In 1931, he joined the SS and 1932 in the NSDAP. That same year, he became one of the founders of the Bund nationalsozialistischer Bühnen- und Filmkünstler ("Union of National Socialist Stage and Movie Artists"), which was renamed Kameradschaft der Deutschen Künstler ("Fellowship of German Artists") after Hitler's rise to power in 1933.
After some personal assignments for Adolf Hitler in 1936, Arent was appointed Reichsbühnenbildner ("Reich Stage Designer"), a title intended primarily to underscore Arent's exemplary position as a set designer and outfitter. Occasionally, Hitler imposed his own stage designs on a kind of teacher-student relationship, a relationship that would greatly benefit Arent's career. Hitler described him as one of the greatest stage designers. Arent, whose artistic views were shared and probably influenced by Hitler, favored a realistic, often monumental style in his own sets and costumes. Nevertheless, he was ultimately unable to develop his own style, partly due to the outbreak of World War II, and because of competition in his field of expertise.

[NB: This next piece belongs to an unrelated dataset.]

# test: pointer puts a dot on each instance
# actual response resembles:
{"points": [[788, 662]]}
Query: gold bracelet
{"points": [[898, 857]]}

His task as a designer of street decorations during major marches also had an effect on his stage style. He was also the designer of the diplomatic uniforms for the Foreign Ministry. On 20 April 1937, he received the title of professor like many other leading Nazi culture officials. In addition to his party responsibilities, Arent continued to work as an architect. His most famous work was the design of the Berlin House of the German Labour Front (DAF). In the spring of 1939, Arent was appointed "Reich Commissioner for Fashion", an office that was soon terminated due to the war.
Wartime years and death
During World War II, Arent, who had been a member of the SS since 1931, joined the staff of Heinrich Himmler. On 15 August 1941, he witnessed the murder of partisans and Jews near Minsk. In 1944, he fought in the Waffen-SS and was appointed SS-Oberführer. Near the end of the war, he fell into Soviet captivity, from which he was released in 1953. In 1956, a denazification process was started against Arent in Berlin. Shortly after his sentencing, Arent died in Bonn, West Germany.